Discrepancies in dbSNP confirmation rates and allele frequency distributions from varying genotyping error rates and patterns

Adele A. Mitchell, Michael E. Zwick, Aravinda Chakravarti, David J. Cutler

Research output: Contribution to journalArticlepeer-review

33 Scopus citations

Abstract

Summary: Three recent publications have examined the quality and completeness of public database single nucleotide polymorphism (dbSNP) and have come to dramatically different conclusions regarding dbSNPs false positive rate and the proportion of dbSNPs that are expected to be common. These studies employed different genotyping technologies and different protocols in determining minimum acceptable genotyping quality thresholds.
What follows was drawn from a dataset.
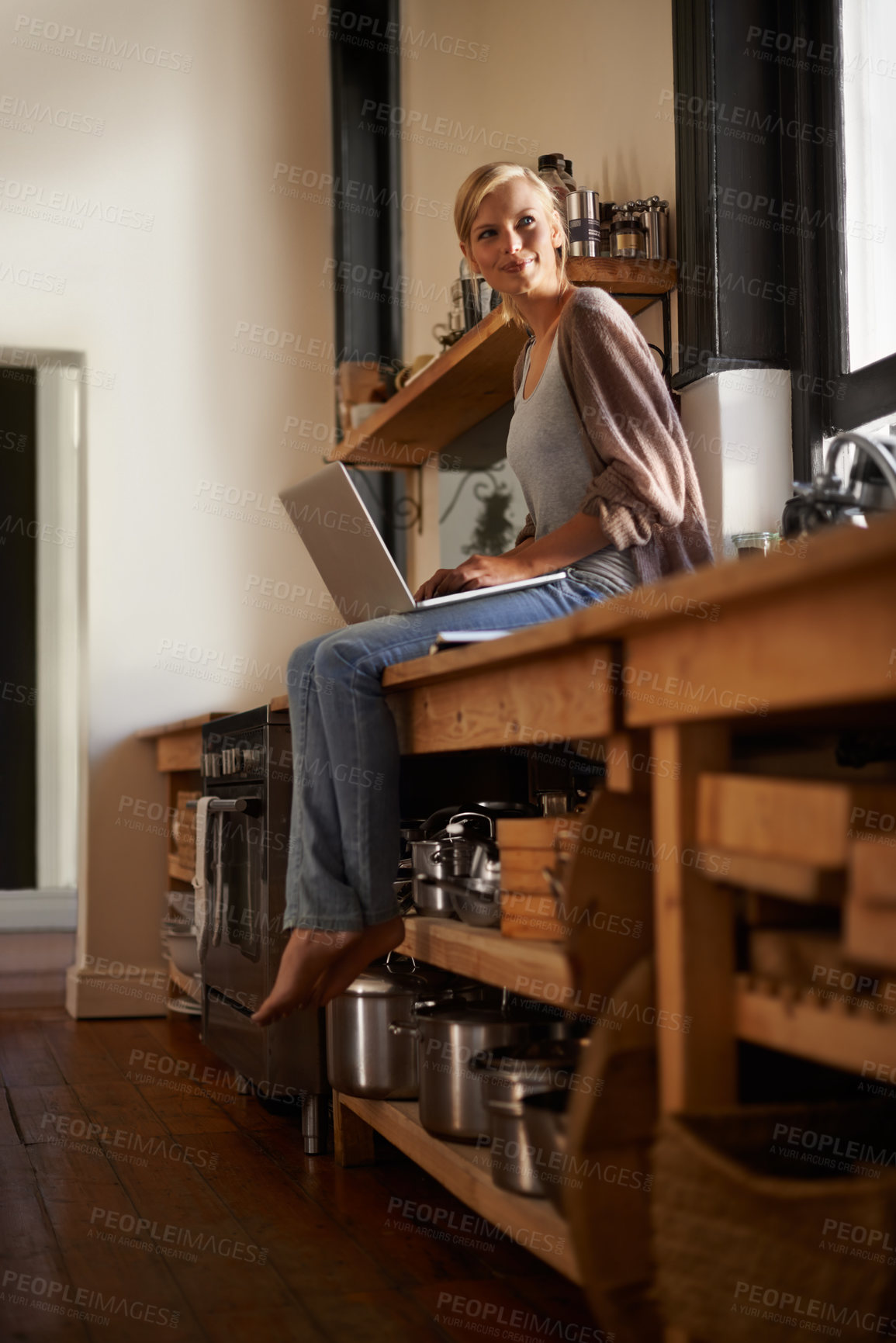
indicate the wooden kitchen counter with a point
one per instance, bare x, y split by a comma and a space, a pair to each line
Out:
680, 674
Because heterozygous sites typically have lower quality scores than homozygous sites, a higher minimum quality threshold reduces the number of false positive SNPs, but yields fewer heterozygotes and leads to fewer confirmed SNPs. To account for the different confirmation rates and distributions of minor allele frequencies, we propose that the three confirmation studies have different false positive and false negative rates. We developed a mathematical model to predict SNP confirmation rates and the apparent distribution of minor allele frequencies under user-specified false positive and false negative rates. We applied this model to the three published studies and to our own resequencing effort. We conclude that the dbSNP false positive rate is ∼15-17% and that the reported confirmation studies have vastly different genotyping error rates and patterns.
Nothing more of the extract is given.